The solution uses Bluetooth Low Energy beacons together with a NeoMesh backhaul system

Many possibilities

The Intelligent Power Tower concept combines asset tracking with environmental sensors creating a number of interesting possibilities: Not only can you find the power tower you need. You can also measure air quality to improve your working environment. Furthermore, when the classroom is empty, the sensors can detect if somebody has left the lights on, or if a projector hasn’t been shut down properly and keeps on running. This can save energy, maintenance costs etc.

Interactive treasure hunt

And now to something completely different, yet still with NeoMesh making things work: A treasure hunt for children, with a toy animal, a xylophone and a locked treasure chest.
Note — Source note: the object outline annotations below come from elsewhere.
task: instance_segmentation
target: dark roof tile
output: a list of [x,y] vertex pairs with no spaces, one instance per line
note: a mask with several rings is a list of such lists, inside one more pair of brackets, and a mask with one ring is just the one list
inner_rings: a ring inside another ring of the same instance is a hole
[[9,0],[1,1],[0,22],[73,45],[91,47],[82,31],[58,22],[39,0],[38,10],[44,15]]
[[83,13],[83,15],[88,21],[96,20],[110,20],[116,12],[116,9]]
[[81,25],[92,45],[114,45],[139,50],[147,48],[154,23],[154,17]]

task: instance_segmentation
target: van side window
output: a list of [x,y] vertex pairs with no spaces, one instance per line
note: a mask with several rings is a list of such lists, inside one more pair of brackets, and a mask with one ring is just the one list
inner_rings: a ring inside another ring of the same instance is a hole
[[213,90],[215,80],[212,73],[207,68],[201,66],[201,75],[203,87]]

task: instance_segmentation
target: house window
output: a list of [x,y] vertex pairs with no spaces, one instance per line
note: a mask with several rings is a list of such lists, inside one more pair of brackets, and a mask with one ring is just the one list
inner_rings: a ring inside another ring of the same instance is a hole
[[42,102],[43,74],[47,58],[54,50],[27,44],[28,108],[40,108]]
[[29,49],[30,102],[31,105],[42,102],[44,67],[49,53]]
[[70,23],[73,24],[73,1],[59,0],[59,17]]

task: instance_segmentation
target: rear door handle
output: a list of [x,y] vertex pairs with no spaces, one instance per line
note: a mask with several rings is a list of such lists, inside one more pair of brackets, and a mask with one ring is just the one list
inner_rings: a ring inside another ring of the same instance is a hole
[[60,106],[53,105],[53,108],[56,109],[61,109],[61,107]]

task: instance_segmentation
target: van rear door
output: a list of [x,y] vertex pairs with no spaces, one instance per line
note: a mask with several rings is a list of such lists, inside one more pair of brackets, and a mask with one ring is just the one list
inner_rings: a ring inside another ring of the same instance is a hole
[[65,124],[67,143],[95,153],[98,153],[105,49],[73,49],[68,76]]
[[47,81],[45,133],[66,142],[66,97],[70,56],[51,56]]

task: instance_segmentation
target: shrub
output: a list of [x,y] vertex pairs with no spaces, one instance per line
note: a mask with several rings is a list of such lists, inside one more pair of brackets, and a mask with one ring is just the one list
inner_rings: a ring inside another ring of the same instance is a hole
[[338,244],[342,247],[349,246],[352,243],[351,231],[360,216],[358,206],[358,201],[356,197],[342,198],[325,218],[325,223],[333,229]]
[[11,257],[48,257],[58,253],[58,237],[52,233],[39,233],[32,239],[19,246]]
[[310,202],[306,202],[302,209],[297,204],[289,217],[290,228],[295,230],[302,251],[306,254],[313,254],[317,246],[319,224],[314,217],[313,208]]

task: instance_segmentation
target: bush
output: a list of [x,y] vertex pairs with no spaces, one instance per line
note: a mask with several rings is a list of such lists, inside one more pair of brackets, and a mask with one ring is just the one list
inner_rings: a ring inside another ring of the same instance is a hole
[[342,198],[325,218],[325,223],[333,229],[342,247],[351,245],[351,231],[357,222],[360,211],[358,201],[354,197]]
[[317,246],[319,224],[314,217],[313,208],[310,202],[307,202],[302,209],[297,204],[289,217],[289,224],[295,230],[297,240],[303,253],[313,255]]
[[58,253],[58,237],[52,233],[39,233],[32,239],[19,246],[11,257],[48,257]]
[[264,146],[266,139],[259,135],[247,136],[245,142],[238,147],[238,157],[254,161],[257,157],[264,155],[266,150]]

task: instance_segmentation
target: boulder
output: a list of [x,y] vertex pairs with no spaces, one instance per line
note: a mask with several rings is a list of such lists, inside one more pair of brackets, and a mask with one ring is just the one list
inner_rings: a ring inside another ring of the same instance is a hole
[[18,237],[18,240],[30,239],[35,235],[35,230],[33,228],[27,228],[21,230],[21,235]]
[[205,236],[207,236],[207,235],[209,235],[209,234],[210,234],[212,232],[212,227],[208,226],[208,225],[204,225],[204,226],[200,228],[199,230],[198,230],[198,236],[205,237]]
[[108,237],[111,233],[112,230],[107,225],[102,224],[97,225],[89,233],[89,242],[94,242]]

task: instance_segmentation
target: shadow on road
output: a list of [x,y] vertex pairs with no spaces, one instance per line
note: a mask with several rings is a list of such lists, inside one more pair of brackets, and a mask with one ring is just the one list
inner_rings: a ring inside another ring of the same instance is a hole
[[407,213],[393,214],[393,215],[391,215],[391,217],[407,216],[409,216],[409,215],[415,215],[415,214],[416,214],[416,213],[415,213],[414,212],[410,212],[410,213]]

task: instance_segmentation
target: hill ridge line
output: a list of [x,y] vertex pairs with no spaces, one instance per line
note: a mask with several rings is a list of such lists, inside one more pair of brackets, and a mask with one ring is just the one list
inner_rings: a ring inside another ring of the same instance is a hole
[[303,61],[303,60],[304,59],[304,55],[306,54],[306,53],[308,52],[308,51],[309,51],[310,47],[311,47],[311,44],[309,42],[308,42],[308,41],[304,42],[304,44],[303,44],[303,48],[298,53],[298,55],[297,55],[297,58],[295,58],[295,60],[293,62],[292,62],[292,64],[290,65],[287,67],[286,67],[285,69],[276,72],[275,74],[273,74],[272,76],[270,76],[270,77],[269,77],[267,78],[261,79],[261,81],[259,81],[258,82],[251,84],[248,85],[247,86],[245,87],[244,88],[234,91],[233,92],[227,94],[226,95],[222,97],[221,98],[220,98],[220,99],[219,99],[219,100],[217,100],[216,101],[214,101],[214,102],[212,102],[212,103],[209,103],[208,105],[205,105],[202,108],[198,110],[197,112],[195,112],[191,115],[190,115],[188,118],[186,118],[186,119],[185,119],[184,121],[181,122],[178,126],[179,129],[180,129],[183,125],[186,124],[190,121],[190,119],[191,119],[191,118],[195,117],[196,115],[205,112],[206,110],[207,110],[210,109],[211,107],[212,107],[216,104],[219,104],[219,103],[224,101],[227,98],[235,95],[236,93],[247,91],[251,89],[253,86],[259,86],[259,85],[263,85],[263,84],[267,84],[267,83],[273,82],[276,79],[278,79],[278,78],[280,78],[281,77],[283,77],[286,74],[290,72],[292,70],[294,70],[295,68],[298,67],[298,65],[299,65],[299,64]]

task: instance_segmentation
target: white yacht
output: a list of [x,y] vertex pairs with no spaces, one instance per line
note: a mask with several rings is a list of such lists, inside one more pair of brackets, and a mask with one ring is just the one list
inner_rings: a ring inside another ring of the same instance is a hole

Charlotte Broksø Letting, Sophia Maria Seitz-Rasmussen, and Zarah Moradian’s treasure hunt uses connected sensors and a treasure box that unlocks if you perform the tasks required.

A look inside the sensor-equipped toy animal

The first thing you have to do is cuddle the toy animal, because it is sad. Three touch sensors determine if you have done the job well. If so, a small LCD display lights up and says “Thank you, now I’m happy again”. From there you proceed to the next step of the treasure hunt: a box with a small xylophone on top of it. Small lights indicate the short melody you have to play, and IR sensors check if you’ve done it right.

When you’ve performed that task you can move on to the treasure box itself. If you have cuddled the toy animal to its satisfaction, and played the melody as you should, small green lights on top of the treasure box light up. Push them, and a servomotor will open the box and reveal your reward. Al three parts of the setup use ESP32 microcontrollers and NeoCortec radio modules for connectivity.

For fun and learning

This treasure hunt of the future can be used not only for fun, incorporating interactivity and connectivity into toys. It can be used for teaching as well, for instance for students following a route through their own city learning about its history, or in the countryside to learn about biology and environmental issues.

We wish Charlotte, Pilo, Scarlett, Sophia, Nadia, and Zarah the best of luck in their future careers as tech innovators.